Bref, la captation de l’attention n’est plus un phénomène marginal, mais un pilier du capitalisme contemporain ! Confrontée à des forces économiques massives qui cherchent à la détourner, l’orienter ou la monétiser, notre attention est aujourd’hui devenue une matière première comme une autre. Désorientés, noyés dans ce que Edgar Morin appelait dès 1981 un « nuage informationnel » qui nous aveugle au lieu de nous éclairer, nous avons créé « un marché économique où notre attention est captée, transformée, échangée et monétisée comme n’importe quelle matière première sur les marchés » (1). Les conséquences de cette guerre économique menée pour la possession de la conscience humaine sont hallucinantes, tant l’usage immodéré des écrans et l’inactivité physique qui en résulte à un impact sur les jeunes. Que ce soit les plus petits, avec 3 enfants sur 5 qui entrent en sixième et ne savent pas enchaîner quatre sauts à cloche-pied… ou les plus grands, puisque 18 % des collégiens et 20 % des lycéens présentent des signes de troubles de l’attention avec ou sans hyperactivité (TDA/H) et 1 élève sur 4 déclare avoir des difficultés de concentration fréquentes en classe !!! (5).

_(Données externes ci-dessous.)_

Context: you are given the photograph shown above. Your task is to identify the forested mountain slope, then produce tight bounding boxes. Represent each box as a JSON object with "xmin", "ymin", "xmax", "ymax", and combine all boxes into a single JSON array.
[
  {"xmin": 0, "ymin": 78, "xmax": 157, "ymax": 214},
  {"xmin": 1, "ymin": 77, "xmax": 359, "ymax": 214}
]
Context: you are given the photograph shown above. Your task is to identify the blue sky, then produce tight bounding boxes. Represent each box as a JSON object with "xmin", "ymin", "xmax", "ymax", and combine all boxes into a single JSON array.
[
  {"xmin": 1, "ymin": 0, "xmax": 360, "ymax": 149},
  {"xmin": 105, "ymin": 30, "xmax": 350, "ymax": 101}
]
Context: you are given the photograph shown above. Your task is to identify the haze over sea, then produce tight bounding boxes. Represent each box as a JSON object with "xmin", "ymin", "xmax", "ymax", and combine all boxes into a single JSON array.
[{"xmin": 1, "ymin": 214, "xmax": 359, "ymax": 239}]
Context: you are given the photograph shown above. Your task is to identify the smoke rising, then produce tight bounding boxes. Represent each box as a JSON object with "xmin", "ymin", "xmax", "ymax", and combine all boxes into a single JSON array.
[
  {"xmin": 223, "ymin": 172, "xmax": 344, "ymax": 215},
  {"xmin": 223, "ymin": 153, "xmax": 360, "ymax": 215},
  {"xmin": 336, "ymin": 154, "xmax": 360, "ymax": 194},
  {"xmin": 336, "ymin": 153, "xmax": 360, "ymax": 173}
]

Prenons conscience que la vente et commercialisation de notre attention ne nous rend pas simplement malade, elle nous vole un temps de vie, un temps de conscience précieux, que nous n’emploierons pas à autre chose, et c’est bien là le drame ! Comme le dit Tho Ha Vinh : « Notre capacité d’attention est ce que nous avons de plus précieux en tant qu’être humain. La capacité d’être attentif, ce qui va nous permettre de percevoir, de penser, de ressentir, tout cela, ce sont des fonctions de la conscience. »

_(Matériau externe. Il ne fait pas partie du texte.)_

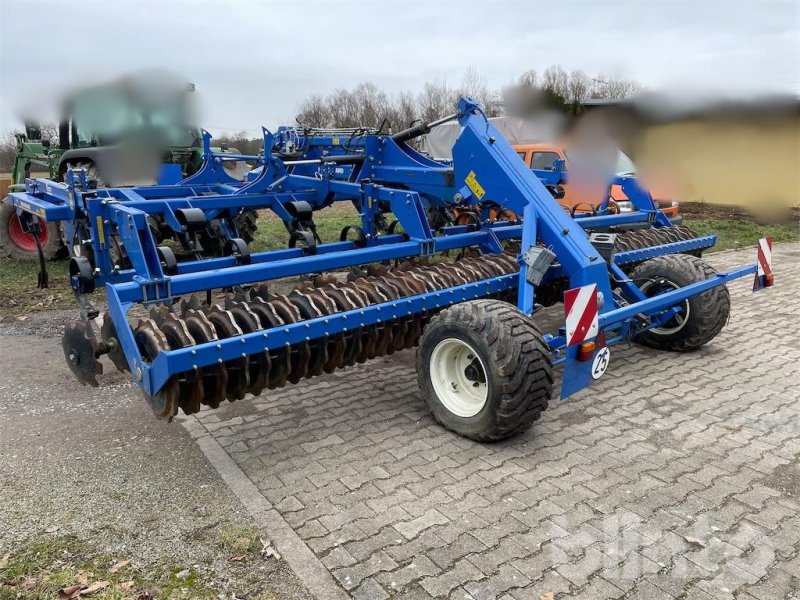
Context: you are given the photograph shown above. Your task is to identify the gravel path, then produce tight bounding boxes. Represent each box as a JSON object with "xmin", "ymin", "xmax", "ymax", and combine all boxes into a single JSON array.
[{"xmin": 0, "ymin": 331, "xmax": 312, "ymax": 599}]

Diriger de manière intentionnelle notre attention, décider par nous-mêmes sur quoi nous mettons notre attention est capital, à vrai dire c’est même le point de départ. Avoir de bonnes intentions mais sans capacité à fixer notre attention, c’est être sans force, condamné à l’impuissance. Résister à cette « vampirisation », reprendre le pouvoir sur notre attention, notre vie, décider de nous-mêmes sur quoi nous posons notre attention c’est parvenir à aligner, à relier notre attention et nos intentions.
Ce n’est qu’à partir de là, que nous pourrons commencer à reconstruire une véritable colonne vertébrale de conscience et de cohérence.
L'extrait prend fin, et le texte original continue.